I left my shoes on just in case I had to run


Je me rends compte d’un truc un peu gênant. Je ne vais presque plus au cinéma. Pas moins qu’avant, non. Presque plus du tout. Ce n’est même pas une décision, c’est une érosion. Un glissement discret vers autre chose, ou vers rien, ce qui est encore plus inquiétant.

J’y ai pensé aujourd’hui parce que c’est mon demi-anniversaire. Oui, ça existe. C’est une date parfaitement inutile, donc absolument idéale pour faire un bilan. Pas un vrai bilan sérieux avec tableaux Excel et objectifs SMART, plutôt une autopsie douce, sans gants. Et le verdict est assez sec: ces derniers mois ont une densité discutable. Rien de franchement catastrophique, rien de mémorable non plus. Une sorte de zone tampon entre deux choses qui n’arrivent pas.

Le cinéma, dans tout ça, devient un bon indicateur. Avant, j’y allais pour voir, pour ressentir, pour sortir avec quelque chose, une image, une phrase, une humeur. Maintenant, j’y pense comme on pense à quelqu’un qu’on ne rappelle jamais. Pas de conflit, pas de rupture officielle. Juste une disparition progressive. Comme si je n’avais plus vraiment envie de me laisser happer pendant deux heures dans une salle noire, à heure fixe, avec des inconnus. Comme si mon attention était devenue trop fragmentée, trop méfiante. Ou trop paresseuse.

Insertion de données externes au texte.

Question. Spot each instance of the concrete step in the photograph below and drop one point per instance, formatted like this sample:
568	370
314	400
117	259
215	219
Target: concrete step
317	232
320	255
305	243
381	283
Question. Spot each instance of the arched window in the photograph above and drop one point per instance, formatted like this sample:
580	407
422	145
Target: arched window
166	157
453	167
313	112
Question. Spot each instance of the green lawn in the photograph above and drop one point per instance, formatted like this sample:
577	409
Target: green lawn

Même chose côté musique, d’ailleurs. J’écoute encore, évidemment. Mais je n’explore plus vraiment. Les nouveautés me passent un peu au-dessus, comme des trains que je regarde filer sans monter dedans. Je reste sur des vieux trucs. Des valeurs sûres, ou plutôt des refuges. Des morceaux déjà digérés, déjà intégrés, qui ne demandent aucun effort. C’est confortable, mais ça dit quelque chose. Peut-être une forme de fatigue. Ou de saturation.

J’ai quand même fait un léger détour par Olivia Rodrigo. Pas par conviction profonde, soyons honnête. Plutôt par curiosité géographique. Son clip navigue entre Londres et Paris, et ça, ça m’a accrochée. J’ai toujours eu un faible pour l’Eurostar. Il y a quelque chose d’absurde et de parfait dans cette idée: disparaître sous la mer pour réapparaître ailleurs, propre, coiffée, presque transformée. Une transition nette. Une illusion de maîtrise.


La version avec Versailles, en revanche, me laisse plus froide. Trop décorative, peut-être. Trop consciente d’elle-même. Comme si le lieu écrasait le reste. Alors que Londres-Paris, c’est autre chose. C’est un mouvement. Une ligne. Une promesse de passage.

Et au fond, c’est peut-être ça qui manque depuis quelques mois. La sensation de passage. D’un état à un autre. D’un point A à un point B, même approximatif. Là, j’ai plutôt l’impression de tourner en rond dans une zone intermédiaire, sans vraie direction, sans vraie rupture.

Ce n’est pas dramatique. Ce n’est même pas vraiment triste. C’est juste…plat. Et le plus troublant, c’est que je m’en accommode assez bien.

Mais bon. Demi-anniversaire oblige, on peut au moins faire semblant de noter ça quelque part, comme une observation clinique. Moins de films, moins de nouveautés, plus de repli. A voir si c’est une phase, ou le début d’un nouveau standard.